O Governo do Estado, no Decreto Estadual nº 55.300/09, ressalvou que a forma de utilização desse percentual do recurso será informado oportunamente, a critério de sua conveniência.

Preferências

O ordenamento constitucional estabelece prioridade ao pagamento de precatório de natureza alimentícia em decorrência de idade, com 60 anos ou mais, e de doença grave. A princípio denotam-se prioridades absolutas que, entre elas, será necessário estabelecer uma ordem, vez que o recurso disponível não será suficiente para atender a demanda.

A Emenda estabelece que portadores de doença grave, definidas em lei, terão preferência ao pagamento do precatório alimentar até o limite do triplo fixado para o crédito de pequeno valor, que é de R$ 18.641,43.

Enquanto não houver lei específica para definir “doenças graves”, é perfeitamente razoável a aplicação do disposto na Lei Federal nº 7.713/88, que em seu artigo 6º, inciso XIV, apresenta rol de doenças consideradas graves para fins de isenção tributária.

No entanto, outras hipóteses não abrangidas na legislação e não reconhecidas administrativamente poderão ser tratadas diretamente nos autos da execução, mediante provocação da parte, com comprovação da existência da enfermidade. Se houver convencimento do Juízo, ele poderá requisitar a inclusão na lista de pagamento com preferência sobre todas as demais hipóteses, por ordem de antiguidade na eventual escassez de recurso.
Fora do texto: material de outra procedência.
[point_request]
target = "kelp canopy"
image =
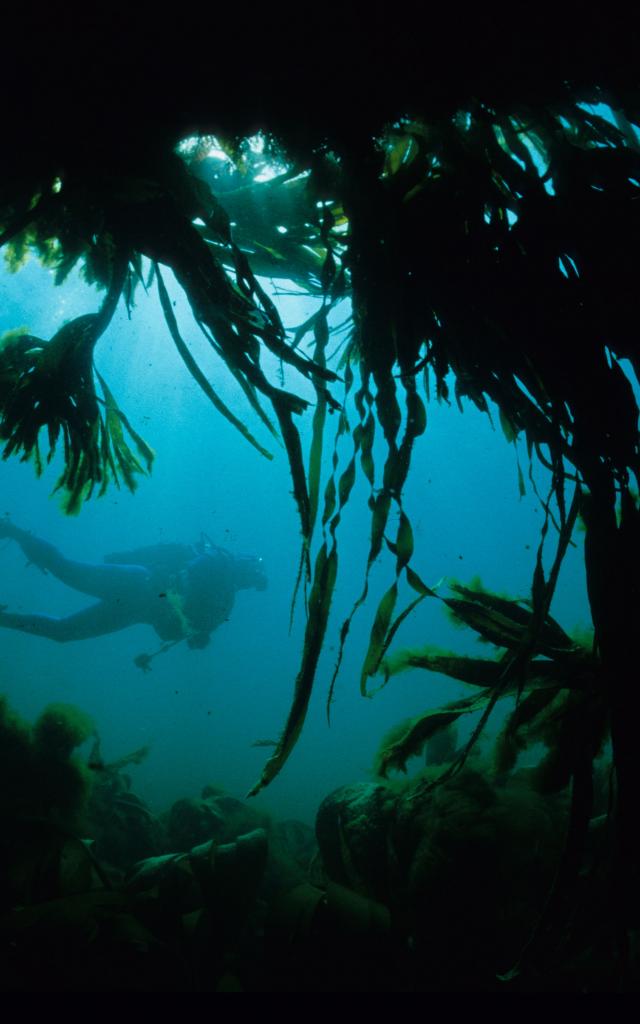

Outra situação a ser observada diz respeito à preferência dos credores alimentares portadores de doença grave em relação aos idosos. Por se tratar de expectativa de vida, é razoável que o portador de doença tenha preferência ao de idade independentemente da antiguidade do precatório.

O critério da idade é estritamente objetivo: o credor deve ter 60 anos ou mais até a data da promulgação da Emenda, nos casos dos precatórios vencidos, ou até a data da expedição, nos futuros.

Acrescente-se que o benefício da preferência no pagamento poderá ser extensível aos sucessores, desde que o credor originário preencha os requisitos de idade ou doença à época de sua morte.

Portanto, numa interpretação sistemática é possível extrair a seguinte ordem de pagamento:

1º credor alimentar portador de doença grave, por ordem de apresentação de requisição judicial que reconhece tal prioridade ou antiguidade de precatório quando já reconhecido administrativamente;

2º credor alimentar com sessenta anos ou mais, por ordem de antiguidade do precatório;

3º ordem cronológica de apresentação do precatório com preferência ao alimentar para os precatórios do mesmo ano.

Obrigações de Pequeno Valor

O texto constitucional é cristalino no sentido de que a opção pelo regime especial de pagamento de precatório não inclui o crédito de pequeno valor, que, portanto, continua a ser regulamentado, no âmbito do Estado de São Paulo, pela Lei Estadual nº 11.377/03.


Cláudio Sérgio Pontes tem 38 anos e é advogado especializado na defesa do servidor público, sócio da Advocacia Sandoval Filho.